Before dining, shopping, or checking into a hotel, millions of Americans turn to online sites like TripAdvisor, Zagat, and Yelp to read peer reviews of businesses, but many of those reviews are turning out to be fake, and sites like Yelp are cracking down on companies abusing the system.
“Some businesses will go to extreme lengths to bolster their reviews,” said Eric Singley, vice president of Yelp’s consumer products and mobile division, in a statement.
To combat fraud on its site, the Yelp security team conducted an undercover sting operation on websites like Craigslist, where they found some businesses posting employment ads, offering to pay $10 for each bogus positive review.
Yelp workers went onto Craigslist to sell positive reviews and some businesses responded, paying for good reviews, so Yelp is now posting consumer alerts on the pages of companies suspected of soliciting and using reviews-for-hire.
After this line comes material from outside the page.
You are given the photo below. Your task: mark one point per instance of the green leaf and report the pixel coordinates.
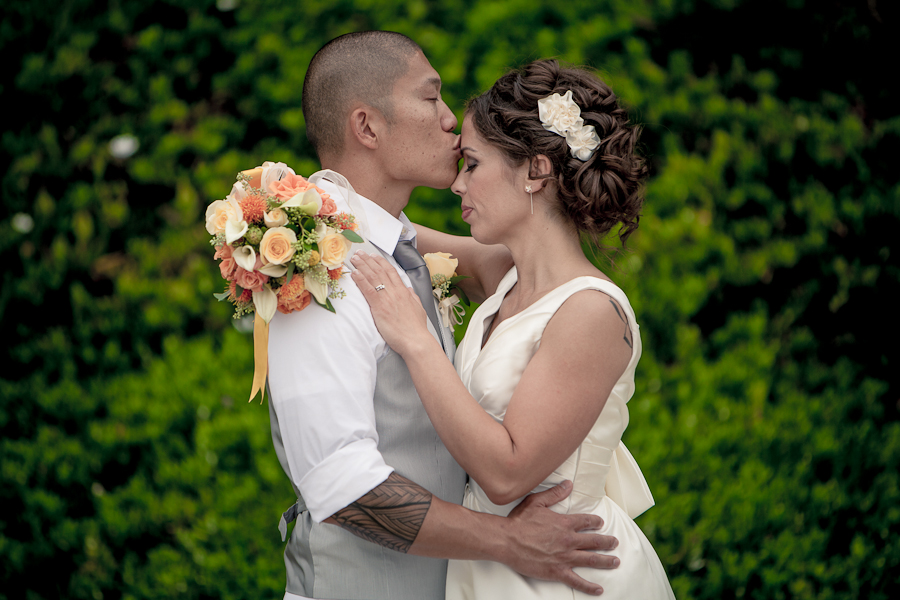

The consumer alerts will stay up for at least 90 days, and even longer if the suspicious activity continues. Yelp will also inform visitors when a business has a large number of reviews posted from the same computer, a red flag for fake reviews.
According to a Nielsen survey released earlier this year, 70 percent of global consumers trust online consumer reviews.
Yelp averages approximately 78 million visitors each month offering “strong incentive for some businesses to try to game the system,” the company said.